Published on Apr 05, 2023
UnitedHealth Group’s (UNH) plan to buy health care software and systems provider Emis Group (EMIS: LN) is said to have been pushed to an in-depth review by the Competition and Markets Authority because the watchdog sought asset divestures beyond those owned by the buyer in the UK.
The CMA’s summary of its phase 1 decision on the $1.5 billion transaction appeared to foreshadow both its rejection of the companies’ remedy offer and the focus of the extended probe
The regulator on March 17 took issue with the deal, suggesting that the combination of UnitedHealth’s Optum UK business with Emis could harm competition in two areas: population health management and medicine-optimization software.
To address those misgivings, UnitedHealth had proposed selling Optum UK’s Medicines Optimisation and Population Health Management businesses in the UK.
But the CMA’s concerns about competition in the population health management services market referenced the area as “a growing market and an area of focus for Optum and [UnitedHealth].”
One possible reason that the CMA rejected the proposed remedy is that the agency worries that
UnitedHealth might eventually return to the UK’s population health management sector post-merger.
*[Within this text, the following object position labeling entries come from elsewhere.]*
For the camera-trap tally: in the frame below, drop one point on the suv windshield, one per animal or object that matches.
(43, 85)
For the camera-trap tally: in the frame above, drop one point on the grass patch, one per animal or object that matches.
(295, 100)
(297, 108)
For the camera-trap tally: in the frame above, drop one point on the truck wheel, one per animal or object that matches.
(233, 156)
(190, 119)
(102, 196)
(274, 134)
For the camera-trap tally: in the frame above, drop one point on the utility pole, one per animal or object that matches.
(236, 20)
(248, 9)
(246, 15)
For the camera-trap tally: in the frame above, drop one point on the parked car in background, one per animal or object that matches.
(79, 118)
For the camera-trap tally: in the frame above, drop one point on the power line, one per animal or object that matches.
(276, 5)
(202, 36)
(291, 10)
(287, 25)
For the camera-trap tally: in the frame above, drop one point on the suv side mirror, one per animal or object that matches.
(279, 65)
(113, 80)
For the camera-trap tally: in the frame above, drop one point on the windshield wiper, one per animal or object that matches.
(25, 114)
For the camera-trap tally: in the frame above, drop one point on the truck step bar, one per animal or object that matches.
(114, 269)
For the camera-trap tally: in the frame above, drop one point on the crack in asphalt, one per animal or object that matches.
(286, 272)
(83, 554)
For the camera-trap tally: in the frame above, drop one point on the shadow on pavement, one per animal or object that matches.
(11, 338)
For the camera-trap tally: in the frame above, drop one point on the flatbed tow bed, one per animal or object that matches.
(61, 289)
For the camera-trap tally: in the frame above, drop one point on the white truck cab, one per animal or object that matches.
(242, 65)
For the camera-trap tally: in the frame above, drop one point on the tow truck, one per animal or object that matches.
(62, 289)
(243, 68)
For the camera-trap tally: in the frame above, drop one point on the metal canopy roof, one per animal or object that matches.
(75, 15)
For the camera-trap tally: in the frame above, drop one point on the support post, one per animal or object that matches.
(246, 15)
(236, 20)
That concern might have been addressed thorough an undertaking by the buyer not to re-enter the UK market and solicit for customers for a certain amount of time.
But the CMA’s misgivings about the remedy offer made by UnitedHealth are said to have been such that a divestiture of at least some of the buyer’s non-UK assets would have been necessary to secure a phase 1 approval.
“Optum UK and Emis are currently considering their options and will provide a further update with regards to the acquisition in due course,” the companies said in a statement responding to the CMA’s phase 2 referral decision.
Spokespeople for UnitedHealth and Emis Group declined to comment. A spokesperson for the CMA didn’t immediately respond to requests for comment.